Higher education, Bogost suggests, has compounded the problem by accumulating what might be called pedagogical debt. Colleges never solved the hard problems: smaller class sizes, meaningful writing assignments, sustained feedback, practical skill-building, or genuine pipelines between students and employers. Instead, they slapped bandages over these failures and labeled them “innovation.” AI didn’t create these weaknesses; it simply makes it easier to ignore them. The debt keeps compounding, and the interest is brutal.
Bogost introduces a third and more existential liability: the erosion of sacred time. Some schools still teach this—places where students paint all day, rebuild neighborhoods, or rescue animals, learning that a meaningful life requires attention, patience, and presence. Sacred time resists the modern impulse to finish everything as fast as possible so you can move on to the next task. AI dependence belongs to a broader pathology: the hamster wheel of deadlines, productivity metrics, and permanent distraction. In that world, AI is not liberation. It is a turbocharger for a life without meaning.

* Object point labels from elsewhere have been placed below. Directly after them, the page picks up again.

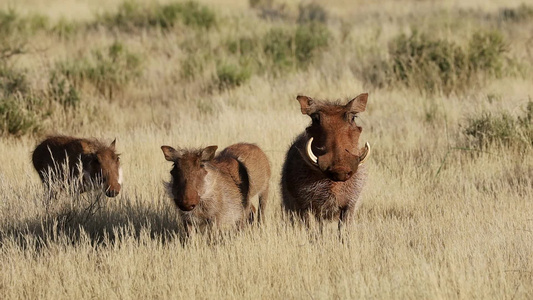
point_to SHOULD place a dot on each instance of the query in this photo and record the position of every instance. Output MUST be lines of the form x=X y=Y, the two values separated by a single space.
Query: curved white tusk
x=310 y=153
x=366 y=154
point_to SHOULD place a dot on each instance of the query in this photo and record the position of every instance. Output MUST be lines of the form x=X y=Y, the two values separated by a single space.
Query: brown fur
x=70 y=158
x=217 y=190
x=330 y=189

AI also accelerates another corrosive force: cynicism. Students tell Bogost that in the real world, their bosses don’t care how work gets done—only that it gets done quickly and efficiently. Bogost admits they are not wrong. They are accurately describing a society that prizes output over meaning and speed over reflection. Sacred time loses every time it competes with the rat race.
The argument, then, is not a moral panic about whether to use AI. The real question is what kind of culture is doing the using. In a system already bloated with technical and pedagogical debt, AI does not correct course—it smooths the road toward a harder crash. Things may improve eventually, but only after we stop pretending that faster is the same as better, and convenience is the same as progress.